Updated: May 10, 2026
characterThis ComfyUI workflow is designed for Z-Image Base fast generation testing, 8-step acceleration, 4-step acceleration, and visual comparison between standard and distilled routes. The main purpose of this workflow is to help creators test how Z-Image Base behaves under different sampling budgets, from a more traditional 20-step route to faster 8-step and 4-step routes.
The workflow is built around Z-Image Base, using z_image_bf16.safetensors as the main diffusion model, qwen_3_4b.safetensors as the Qwen Image text encoder, and ae.safetensors as the VAE. It also includes Z-Image-Fun-Lora-Distill-4-Steps-2602-ComfyUI.safetensors as the acceleration LoRA route. This makes the workflow useful for comparing quality, speed, prompt adherence, detail density, and image stability under different generation settings.

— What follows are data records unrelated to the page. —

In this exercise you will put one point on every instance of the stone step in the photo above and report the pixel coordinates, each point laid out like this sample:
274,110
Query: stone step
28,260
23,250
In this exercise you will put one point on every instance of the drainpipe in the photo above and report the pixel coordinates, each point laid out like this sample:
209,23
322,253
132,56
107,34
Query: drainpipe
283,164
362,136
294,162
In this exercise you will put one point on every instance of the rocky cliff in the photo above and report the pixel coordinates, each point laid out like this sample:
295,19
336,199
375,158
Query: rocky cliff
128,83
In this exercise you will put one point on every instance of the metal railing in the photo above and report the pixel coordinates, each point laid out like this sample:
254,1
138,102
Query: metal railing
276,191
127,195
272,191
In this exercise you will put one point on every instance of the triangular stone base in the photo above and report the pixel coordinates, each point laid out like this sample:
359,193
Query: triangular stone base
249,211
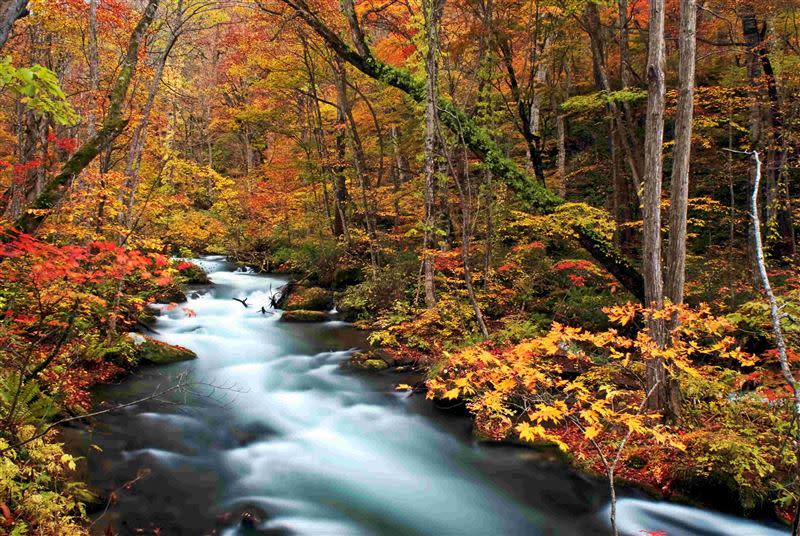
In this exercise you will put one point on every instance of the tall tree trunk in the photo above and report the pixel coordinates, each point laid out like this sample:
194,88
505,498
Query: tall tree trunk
778,202
133,161
679,184
10,12
433,13
94,71
656,373
533,195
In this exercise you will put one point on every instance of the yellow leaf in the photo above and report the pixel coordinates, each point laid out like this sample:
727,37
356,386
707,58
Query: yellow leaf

The core idea is simple: use the same prompt, same negative prompt structure, same latent canvas, and similar model configuration, then generate outputs through different step-count routes. One route uses a standard Z-Image Base setup with a higher step count. Other routes use accelerated settings such as 8 steps and 4 steps, with the distill LoRA applied to make low-step generation more practical. This gives users a direct way to see whether faster generation is good enough for their use case.
The workflow uses a 1280 x 720 empty latent image as the base canvas. This landscape format is suitable for cinematic illustrations, social media banners, YouTube thumbnails, Bilibili covers, workflow preview images, and general visual testing. Users can change the canvas size if they need square, portrait, or vertical cover outputs, but 1280 x 720 is a practical starting point for fast comparison testing.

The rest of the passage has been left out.